On Wednesday this week the Queen gave Royal Assent to the Marriage (Same Sex Couples) Act. It will now come into effect in mid-2014. Because the Church of England opposes the Bill, the Coalition has forced her Majesty to go against the institution of which she is the head – something that was not envisaged when she took her Coronation oath to uphold the national Church. Whatever the Queen’s private thoughts on the matter, as a constitutional monarch she could hardly refuse this assent.
Archbishops Vincent Nichols and Peter Smith, the president and vice-president of the Catholic bishops’ conference, have stated, among other things, that “With this new legislation, marriage has become an institution in which openness to children, and with it the responsibility of fathers and mothers to remain together to care for children born into their family unit, are no longer central.”
I tried to put this intrinsic aspect of marriage to a woman I accidentally happened to share a table with during lunch in the crypt of St Martin-in-the-fields a few weeks ago. I had gone to London for the Vermeer exhibition at the National Gallery; it turned out that this was the same day as the London Pride event. As I sat down with my tray of food the woman – I discovered during our conversation that she was a grandmother in her mid-70s, originally from South Africa and now living in America – asked me to join her in a toast to the victory of equality in marriage for same-sex couples. Feeling very awkward, I declined. She was both astonished and horrified at what seemed to her my obvious bigotry. I briefly wondered if she would complain about me to the police. Fortunately, being two mature and older women, we managed to have a polite argument on the subject.

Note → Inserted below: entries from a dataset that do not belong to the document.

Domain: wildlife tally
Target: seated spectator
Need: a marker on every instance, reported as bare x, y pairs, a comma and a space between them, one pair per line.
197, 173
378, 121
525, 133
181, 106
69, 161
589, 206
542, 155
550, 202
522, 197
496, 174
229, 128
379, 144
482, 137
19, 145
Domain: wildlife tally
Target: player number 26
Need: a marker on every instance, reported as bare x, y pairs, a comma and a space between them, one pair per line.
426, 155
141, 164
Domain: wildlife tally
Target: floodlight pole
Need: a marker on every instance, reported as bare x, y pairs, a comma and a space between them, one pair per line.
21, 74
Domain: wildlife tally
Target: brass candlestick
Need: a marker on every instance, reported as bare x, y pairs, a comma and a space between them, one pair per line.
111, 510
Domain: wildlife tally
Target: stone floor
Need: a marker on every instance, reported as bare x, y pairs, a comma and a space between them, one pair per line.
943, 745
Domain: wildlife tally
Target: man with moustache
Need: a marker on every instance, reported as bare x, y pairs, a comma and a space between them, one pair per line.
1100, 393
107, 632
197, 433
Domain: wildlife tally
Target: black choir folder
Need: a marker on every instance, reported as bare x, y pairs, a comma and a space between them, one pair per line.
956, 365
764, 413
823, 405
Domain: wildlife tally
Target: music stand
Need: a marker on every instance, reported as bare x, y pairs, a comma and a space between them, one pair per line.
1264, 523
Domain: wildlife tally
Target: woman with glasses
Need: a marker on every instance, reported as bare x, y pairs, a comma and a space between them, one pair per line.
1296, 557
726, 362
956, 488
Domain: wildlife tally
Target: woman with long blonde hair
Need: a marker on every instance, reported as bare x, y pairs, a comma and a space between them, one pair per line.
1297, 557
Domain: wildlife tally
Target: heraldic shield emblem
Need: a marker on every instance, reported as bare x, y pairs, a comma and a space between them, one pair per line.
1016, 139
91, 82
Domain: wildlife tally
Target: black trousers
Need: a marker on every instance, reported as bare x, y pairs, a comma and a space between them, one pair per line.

Like the Archbishops, I tried to put the case for children, that they need a father and a mother. She pointed out that many children were brought up in single parents very successfully. I said that even though divorce and the death of a spouse happened, they were sad events, not planned in advance, and that governments should support and protect the ideal: traditional marriage with a father and mother as the best and most balanced environment for raising children. She countered with cases of abusive opposite sex parents and loving same-sex ones. And so it went on, me defending the right of children to a father and mother and she attacking it, until I excused myself and returned to Vermeer.
I mention this encounter because of an article I read this week on LifeSiteNews about same-sex parenting, written by an American academic, Robert Oscar Lopez who was himself raised by his mother and her female partner. He writes, “Even the most heroic mother in the world can’t father. So to intentionally deprive any child of her mother or father, except in cases like divorce for grave reasons or the death of a parent is itself a form of abuse.” These are strong words so I emphasise that Lopez is not saying that individual same-sex parents are abusers; he is pointing out that children are denied a fundamental right when government legislation deliberately deprives them of a father or mother.
Lopez quotes a reflective article in the New York Times, written by Frank Litgvoet, who is raising his two adopted children with his male partner. Litgvoet is honest enough, in Lopez’ words, “to name the integral flaw in same-sex parenting” when he writes, “Being a ‘motherless’ child in an open adoption is not as open as it looks, because there is a birth mother, who walks in and out of the lives of our children. And when she is not physically there, she is… still present in dreams, fantasies, longings and worries…” Litgvoet continues, “When the mother walks into the lives of our kids it is mostly a wonderful experience. It is harder for them when she walks out, not only because of the sad goodbye of a beloved adult, but also because it triggers the difficult and painful question of why she walked in in the first place.” Lopez adds his own reflection to this: “Every child has a mother and father, and when that figure is missing, there is a narrative that is experienced as pain, loss, and at times shame.”
I, too, was moved by the courage of Litgvoet, in breaking ranks from his own powerful constituency, to write as honestly as he did. It is certainly the only commentary from this perspective that I have found (and I have only quoted a small part of the whole article.) I don’t think for a minute that his observations would have cut any ice with the grandmother I argued with over lunch that Saturday. But they should be taken seriously. We need to focus on children: what environment they need to flourish best and how government should support it.